By Derek Darklord
Greetings, fellow-travellers down the night-highway of the macabre. I, of course, am Derek Darklord, and You, of course, will recognize my name from the covers of your favourite spine-tinglers, bone-chillers and blood-curdlers. Some of my more famous works include, “DeadWoman”, “Spider’s Ball” and “Literal Blood Hound”. No doubt these books have been the stuff of your nightmares, but have you ever wondered what, fair reader, is the stuff of which my nightmares are made?
Dare you ask, beloved word-looker, what horrifies me, the very master of horror?
Our dumb society.
Ooh. It gives me chills just to think about it. My hair, dear reader, is standing on its verymost end.
Sure, I’ve written about people wearing so many layers of human skin that their own skin has rotted and sloughed off as they crept through college dormitories. But I have also rubbed against the hairy shoulders of disgusting ape-like men while riding home on the subway at rush hour. Which is the greater horror? I cannot say, for I am but a humble word-spinner.
And have I written stories about changeling babies that sucked the eyeballs from their mother’s heads and sewed little bags of live cockroaches into the sockets? Of course I have. But when you really think about it, what’s a little cockroach-sewing compared to waiting in line for six hours to speak to those real life changelings at the DMV?
And would I deny writing a story about a flock of skeleton birds with bloody hands and the voices of little girls that sang ‘ring around the rosie’ as they held down students at the local high school and vomited gallon after gallon of writhing maggots into their open, screaming mouths? Of course I wouldn’t. But undeniably creepy though that story may be, is it as creepy as Generation Y? The Me Generation? I think not.

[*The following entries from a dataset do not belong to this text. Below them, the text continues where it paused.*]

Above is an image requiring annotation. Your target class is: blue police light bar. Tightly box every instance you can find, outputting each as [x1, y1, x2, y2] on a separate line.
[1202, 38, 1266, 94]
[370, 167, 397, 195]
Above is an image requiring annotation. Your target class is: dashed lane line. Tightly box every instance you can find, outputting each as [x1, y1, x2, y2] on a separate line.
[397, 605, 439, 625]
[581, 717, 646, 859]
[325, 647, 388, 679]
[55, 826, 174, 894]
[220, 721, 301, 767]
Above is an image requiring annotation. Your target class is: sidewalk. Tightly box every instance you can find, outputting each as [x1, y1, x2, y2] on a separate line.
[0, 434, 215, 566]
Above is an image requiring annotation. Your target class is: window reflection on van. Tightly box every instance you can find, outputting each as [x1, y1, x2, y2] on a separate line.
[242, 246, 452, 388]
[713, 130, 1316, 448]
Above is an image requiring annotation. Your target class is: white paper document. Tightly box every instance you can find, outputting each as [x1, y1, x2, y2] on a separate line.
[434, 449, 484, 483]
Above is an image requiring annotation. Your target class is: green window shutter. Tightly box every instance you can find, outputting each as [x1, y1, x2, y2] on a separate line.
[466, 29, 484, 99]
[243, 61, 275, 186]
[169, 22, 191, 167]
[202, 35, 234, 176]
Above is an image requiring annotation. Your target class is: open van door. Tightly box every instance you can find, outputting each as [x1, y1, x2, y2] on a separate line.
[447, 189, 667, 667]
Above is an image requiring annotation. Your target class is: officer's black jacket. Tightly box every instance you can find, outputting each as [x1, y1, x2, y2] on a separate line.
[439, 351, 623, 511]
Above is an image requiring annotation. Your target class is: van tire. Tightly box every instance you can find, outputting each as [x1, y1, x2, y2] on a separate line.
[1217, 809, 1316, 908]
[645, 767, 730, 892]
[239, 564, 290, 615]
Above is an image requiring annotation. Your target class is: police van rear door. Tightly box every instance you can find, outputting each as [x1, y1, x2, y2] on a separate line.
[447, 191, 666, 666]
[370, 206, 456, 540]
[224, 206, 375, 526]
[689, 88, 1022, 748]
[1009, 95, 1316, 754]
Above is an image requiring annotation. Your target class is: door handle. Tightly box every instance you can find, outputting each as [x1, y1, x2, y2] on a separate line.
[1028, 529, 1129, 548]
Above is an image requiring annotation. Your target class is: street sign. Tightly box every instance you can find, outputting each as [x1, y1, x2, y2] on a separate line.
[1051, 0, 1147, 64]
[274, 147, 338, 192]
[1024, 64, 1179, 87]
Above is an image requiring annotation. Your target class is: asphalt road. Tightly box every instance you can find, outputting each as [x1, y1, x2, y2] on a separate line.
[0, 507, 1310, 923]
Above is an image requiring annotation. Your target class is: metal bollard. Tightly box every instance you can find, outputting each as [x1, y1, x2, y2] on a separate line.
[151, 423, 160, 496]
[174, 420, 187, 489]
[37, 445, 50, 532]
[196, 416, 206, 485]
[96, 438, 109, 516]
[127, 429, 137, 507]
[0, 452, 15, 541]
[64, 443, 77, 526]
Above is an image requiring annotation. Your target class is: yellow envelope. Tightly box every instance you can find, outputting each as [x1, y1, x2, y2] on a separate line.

Always looking at their phones. Who are the real zombies, Generation Why?
If there is one lesson that I hope my books do teach, it is this: horror is all around us. Whether we’re being impregnated by wolves with the faces of blowflies, or enduring a mad society’s censure just because we like to wear cargo pants with sandals, horror is central to the human experience.
My job is merely to hold up a mirror to that experience.
But, like, a blood mirror. A bloody, haunted mirror. A bloody, haunted mirror haunted by the ghost of an earthworm.